La modalità di votazione è stata unica in tutti i paesi membri. Gli iscritti ai partiti nazionali e i simpatizzanti hanno potuto votare online, sottoscrivendo anche un documento di condivisione dei principi politici degli ambientalisti, in un periodo di due mesi e mezzo, fino al 28 gennaio 2014.
Keller e Bové risultarono i più votati e, in quanto uomo e donna, secondo la tradizione verde, furono indicati entrambi come candidati alla carica di Presidente della Commissione. La partecipazione non fu però massiccia: solo 22.676 elettori (in tutta Europa!) aderirono all’esperimento.
Gli altri candidati alla Presidenza e gli altri Europartiti
Gli altri spitzen kandidaten furono scelti dai delegati dei partiti nazionali nei congressi straordinari dei rispettivi Europartiti. Il greco Alexis Tsipras fu scelto nel dicembre 2013 dal Congresso del Partito della Sinistra Europea, senza alcun concorrente. Anche l’ex premier belga Guy Verhofstadt fu scelto senza oppositori interni nel meeting del partito liberale Alde.
Infine, nel marzo 2014, in occasione del congresso del Ppe a Dublino, l’ex premier lussemburghese Jean-Claude Juncker fu eletto con 382 preferenze contro le 245 del francese Michel Barnier, commissario europeo.
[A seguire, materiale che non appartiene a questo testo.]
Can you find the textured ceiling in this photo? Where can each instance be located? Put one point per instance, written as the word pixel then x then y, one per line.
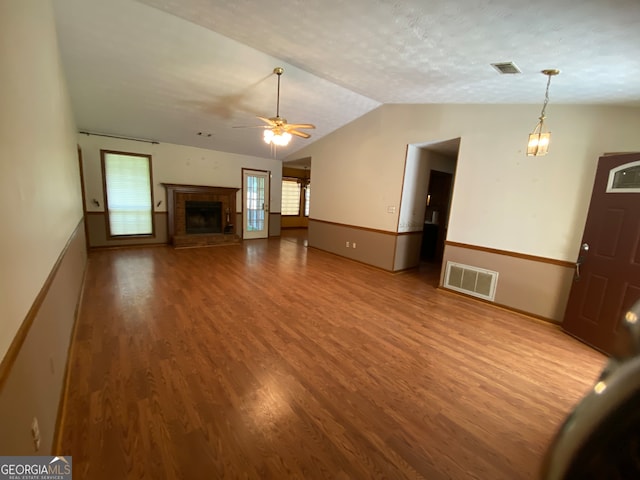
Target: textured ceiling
pixel 168 69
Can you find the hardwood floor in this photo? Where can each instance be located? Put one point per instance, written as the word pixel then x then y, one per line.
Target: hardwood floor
pixel 271 360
Il quadro estremamente diversificato si completa con gli altri Europartiti che non hanno presentato candidati alla Presidenza. Alcuni hanno sostenuto i candidati dei principali Europartiti, come il Partito Democratico Europeo con Verhofstadt e l’Alleanza Libera Europea con Ska e Bové; altri, come i Conservatori e Riformatori Europei (Erc) e i vari gruppi euroscettici o antieuropeisti, hanno duramente contestato l’esperimento degli spitzen kandidaten, a causa della potenziale legittimazione elettorale e della possibile politicizzazione della Commissione.
Verso le elezioni del 2019
Oggi, oltre ai vari attori che rifiutano la politicizzazione della Commissione Europea, altri contestano che la scelta del Presidente debba avvenire tramite le elezioni Europee e preferiscono che siano i governi (legittimamente eletti) a scegliere le cariche Europee.
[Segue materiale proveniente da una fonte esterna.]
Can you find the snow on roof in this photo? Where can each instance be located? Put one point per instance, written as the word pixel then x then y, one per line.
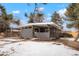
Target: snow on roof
pixel 41 24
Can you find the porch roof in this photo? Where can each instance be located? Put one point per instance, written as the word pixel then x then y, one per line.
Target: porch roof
pixel 41 24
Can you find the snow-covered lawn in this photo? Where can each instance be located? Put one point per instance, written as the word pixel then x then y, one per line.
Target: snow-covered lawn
pixel 34 48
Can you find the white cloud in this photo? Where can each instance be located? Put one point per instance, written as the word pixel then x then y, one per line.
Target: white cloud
pixel 62 12
pixel 16 12
pixel 40 9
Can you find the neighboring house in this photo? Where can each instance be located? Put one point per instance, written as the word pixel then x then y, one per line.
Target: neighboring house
pixel 42 31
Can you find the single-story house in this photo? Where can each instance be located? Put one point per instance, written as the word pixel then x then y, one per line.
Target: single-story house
pixel 42 31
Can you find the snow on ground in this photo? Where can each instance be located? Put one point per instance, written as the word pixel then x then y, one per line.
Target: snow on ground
pixel 36 48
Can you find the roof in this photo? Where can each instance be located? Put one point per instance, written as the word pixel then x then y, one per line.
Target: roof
pixel 41 24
Altri ancora, pur accettando il legame tra esito delle elezioni e scelta del Presidente (come, per altro, indicato dal trattato di Lisbona), contestano lo strumento delle primarie, considerandole uno strumento populista ed estraneo alla tradizione nazionale di molti paesi membri.
Di sicuro, il tema della legittimazione democratica delle cariche europee, compresa la Presidenza della Commissione, rimane di profonda attualità.
L’ampio ventaglio delle modalità decisionali adottate dagli attori politici europei e le scelte adottate in altri contesti federali (ad esempio le primarie statunitensi) o nei paesi membri (come le primarie dei socialisti e dei democratici in Francia e in Italia), offrono agli attori stessi, alla società civile e agli studiosi un ricco materiale da analizzare e numerosi spunti per proporre soluzioni che siano all’altezza delle sfide che l’Unione dovrà affrontare nei prossimi anni.
Enrico Calossi, California State University, ex coordinatore osservatorio sui partiti politici e la rappresentanza a EUI.